Having groups of rows in *row groups* is a great way to present information. Including data summaries particular to each group is a natural extension of this idea. This process of adding summary rows with *summary labels* is covered in a separate article (*Creating Summary Lines*).
Another way to make row groups is to have the magic column `groupname` present in the input data table. For our above example with `islands_tbl`, a `groupname` column with the categories `continent`, `country`, and `subregion` in the appropriate rows would produce row groups automatically (i.e., there would be no need to use the `tab_row_group()` statements). This strategy of supplying group names in a `groupname` column name can sometimes be advantageous since we can rely on functions such as those available in **dplyr** to generate the categories (e.g., using `case_when()` or `if_else()`).
### The Column Labels
The table's **Column Labels** part contains, at a minimum, columns and their *column labels*. The last example had a single column: `size`. Just as in the **Stub**, we can create groupings called *spanner columns* that encompass one or more columns.
To better demonstrate how **Column Labels** work and are displayed, let's use an input data table with more columns. In this case, that input table will be `airquality`. It has the following columns:
- `Ozone`: mean ground-level ozone in parts per billion by volume (ppbV), measured between 13:00 and 15:00
- `Solar.R`: solar radiation in Langley units (cal/m<sup>2</sup>), measured between 08:00 and noon
- `Wind`: mean wind speed in miles per hour (mph)
- `Temp`: maximum daily air temperature in degrees Fahrenheit (&deg;F)
- `Month`, `Day`: the numeric month and day of month for the record
We know that all measurements took place in 1973, so a `year` column will be added to the dataset before it is passed to `gt()`.

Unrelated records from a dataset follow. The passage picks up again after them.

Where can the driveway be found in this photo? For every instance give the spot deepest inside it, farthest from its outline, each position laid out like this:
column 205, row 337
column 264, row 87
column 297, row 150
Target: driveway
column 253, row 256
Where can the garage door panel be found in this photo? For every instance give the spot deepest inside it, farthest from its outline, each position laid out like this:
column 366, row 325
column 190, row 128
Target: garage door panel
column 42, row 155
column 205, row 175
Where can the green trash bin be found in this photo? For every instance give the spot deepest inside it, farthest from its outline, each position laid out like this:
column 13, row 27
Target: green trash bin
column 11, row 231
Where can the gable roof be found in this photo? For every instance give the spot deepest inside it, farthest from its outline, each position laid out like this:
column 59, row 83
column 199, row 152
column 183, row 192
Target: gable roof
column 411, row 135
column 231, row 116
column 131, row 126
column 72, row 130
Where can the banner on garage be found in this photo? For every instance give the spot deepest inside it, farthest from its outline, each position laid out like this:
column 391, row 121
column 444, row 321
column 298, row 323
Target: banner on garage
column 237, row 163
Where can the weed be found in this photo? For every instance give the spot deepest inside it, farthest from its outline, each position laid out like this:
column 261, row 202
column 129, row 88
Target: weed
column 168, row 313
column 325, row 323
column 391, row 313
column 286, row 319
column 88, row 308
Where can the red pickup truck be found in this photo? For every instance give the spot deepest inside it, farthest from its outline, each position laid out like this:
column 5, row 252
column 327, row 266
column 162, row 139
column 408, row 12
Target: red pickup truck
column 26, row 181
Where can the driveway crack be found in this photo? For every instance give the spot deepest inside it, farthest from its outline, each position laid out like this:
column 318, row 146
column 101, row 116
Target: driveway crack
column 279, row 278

Let's organize the time information under a `Time` *spanner column label*, and put the other columns under a `Measurement` *spanner column label*. We can do this with the `tab_spanner()` function.
```{r}
# Modify the `airquality` dataset by adding the year
# of the measurements (1973) and limiting to 10 rows
airquality_m <-
airquality %>%
mutate(Year = 1973L) %>%
slice(1:10)
# Create a display table using the `airquality`
# dataset; arrange columns into groups
gt_tbl <-
gt(data = airquality_m) %>%
tab_header(
title = "New York Air Quality Measurements",
subtitle = "Daily measurements in New York City (May 1-10, 1973)"
) %>%
tab_spanner(
label = "Time",
columns = vars(Year, Month, Day)
) %>%
tab_spanner(
label = "Measurement",
columns = vars(Ozone, Solar.R, Wind, Temp)
)
# Show the gt Table
gt_tbl
```
We can do two more things to make this presentable:
- move the `Time` columns to the beginning of the series (using `cols_move_to_start()`)

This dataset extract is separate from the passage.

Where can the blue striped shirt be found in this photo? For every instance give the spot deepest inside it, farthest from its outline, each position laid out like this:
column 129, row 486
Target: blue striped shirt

- customize the column labels so that they are more descriptive (using `cols_label()`)
Let's do both of these things in the next example.
```{r}
# Move the time-based columns to the start of
# the column series; modify the column labels of
# the measurement-based columns
gt_tbl <-
gt_tbl %>%
cols_move_to_start(
columns = vars(Year, Month, Day)
) %>%
cols_label(
Ozone = html("Ozone,<br>ppbV"),
Solar.R = html("Solar R.,<br>cal/m<sup>2</sup>"),
Wind = html("Wind,<br>mph"),
Temp = html("Temp,<br>&deg;F")
)
# Show the gt Table
gt_tbl
```
Note that even though columns were moved using `cols_move_to_start()`, the *spanner column labels* still spanned above the correct *column labels*. There are a number of functions that **gt** provides to move columns, including `cols_move()`, `cols_move_to_end()`; there's even a function to hide columns: `cols_hide()`.

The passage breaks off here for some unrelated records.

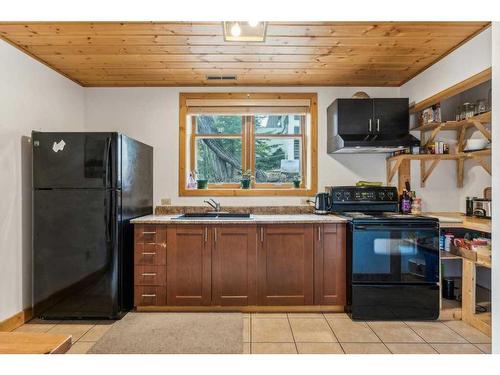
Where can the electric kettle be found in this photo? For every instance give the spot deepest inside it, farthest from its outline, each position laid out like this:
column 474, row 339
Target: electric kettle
column 322, row 203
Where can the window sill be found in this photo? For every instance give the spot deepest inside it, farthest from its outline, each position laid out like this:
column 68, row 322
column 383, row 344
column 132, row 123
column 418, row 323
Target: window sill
column 246, row 192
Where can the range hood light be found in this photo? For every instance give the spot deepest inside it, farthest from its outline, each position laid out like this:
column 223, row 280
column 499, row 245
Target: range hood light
column 236, row 30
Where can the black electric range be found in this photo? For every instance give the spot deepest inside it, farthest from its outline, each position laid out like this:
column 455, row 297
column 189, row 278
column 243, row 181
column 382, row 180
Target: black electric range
column 392, row 259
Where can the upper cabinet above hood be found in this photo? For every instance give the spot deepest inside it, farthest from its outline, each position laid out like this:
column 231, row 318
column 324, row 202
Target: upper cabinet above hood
column 369, row 125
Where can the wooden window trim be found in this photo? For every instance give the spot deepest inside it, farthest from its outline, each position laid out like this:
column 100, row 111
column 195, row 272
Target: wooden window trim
column 309, row 155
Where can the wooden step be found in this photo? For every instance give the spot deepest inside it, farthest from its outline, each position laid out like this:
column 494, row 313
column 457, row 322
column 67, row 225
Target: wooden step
column 33, row 343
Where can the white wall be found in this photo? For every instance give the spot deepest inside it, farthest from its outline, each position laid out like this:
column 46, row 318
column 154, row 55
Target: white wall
column 496, row 189
column 441, row 192
column 151, row 115
column 32, row 97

Multiple columns can be renamed in a single use of `cols_label()`. Further to this, the helper functions `md()` and `html()` can be used to create column labels with additional styling. In the above example, we provided column labels as HTML so that we can insert linebreaks with `<br>`, insert a superscripted `2` (with `<sup>2</sup>`), and insert a degree symbol as an HTML entity (`&deg;`).